D’après Rachel-Flore Pardo, qui est avocate experte en cyberharcèlement ainsi que dans les violences sexistes et sexuelles, le système judiciaire devrait examiner s’il existe une « complicité, d’une certaine manière, de la part des plateformes ».
« En théorie, la législation française couvre suffisamment le phénomène des deepfakes [trucages numériques créés par intelligence artificielle] depuis l’intégration de nouvelles mesures en mai 2024 [article 226-8-1], ciblant spécifiquement les montages à caractère sexuel. Cependant, le véritable obstacle réside dans l’application effective de ces lois », a déclaré le lundi 10 février sur 42mag.fr Rachel-Flore Pardo, avocate inscrite au barreau de Paris, experte en cyberharcèlement et violences sexistes et sexuelles, en marge du Sommet de l’intelligence artificielle à Paris.
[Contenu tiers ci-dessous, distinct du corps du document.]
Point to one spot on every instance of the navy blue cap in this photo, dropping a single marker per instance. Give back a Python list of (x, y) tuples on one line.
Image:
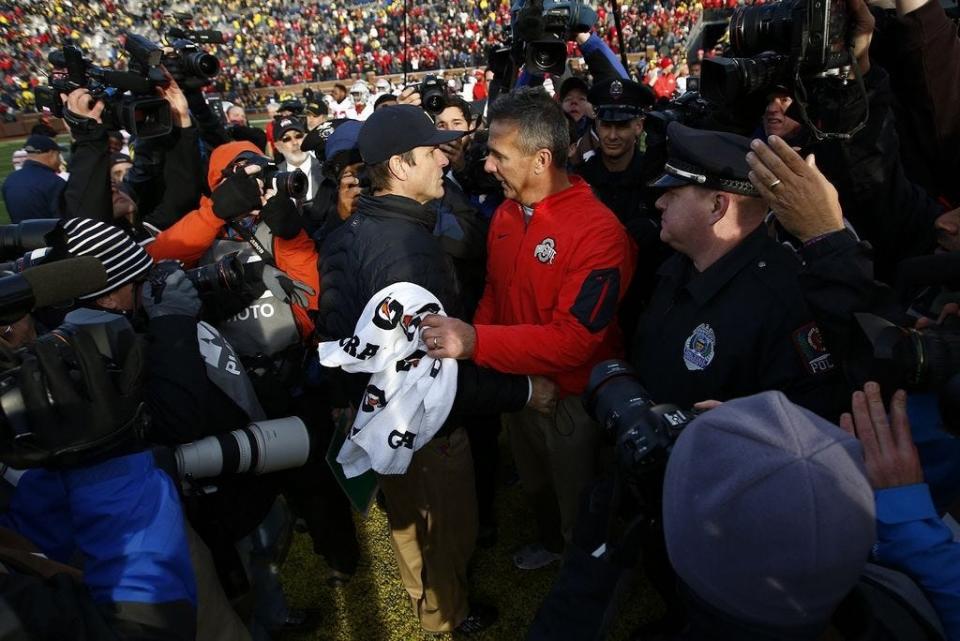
[(343, 138), (712, 159), (288, 123), (619, 99), (38, 144), (396, 130)]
Cette législation, connue sous le nom de SREN (Sécuriser et Réguler l’Espace Numérique), a été officialisée le 21 mai 2024. Rachel-Flore Pardo, qui prête assistance aux victimes lors de leurs dépôts de plainte ainsi que pour le retrait des contenus incriminés, regrette que « le domaine en ligne ressemble à une zone de non-droit, un espace où la mise en œuvre des lois reste inopérante, permettant ainsi la prolifération d’actes délictueux en toute impunité. »
Ce qui est interdit en dehors d’internet l’est aussi en ligne
Le phénomène des deepfakes illustre les dérives possibles de l’innovation en intelligence artificielle. Il s’agit d’une méthode de création multimédia qui fusionne des séquences vidéo ou audio. Ces deepfakes se multiplient, avec les femmes comme principales cibles. « Plusieurs plaintes sont actuellement en cours d’instruction », souligne l’avocate.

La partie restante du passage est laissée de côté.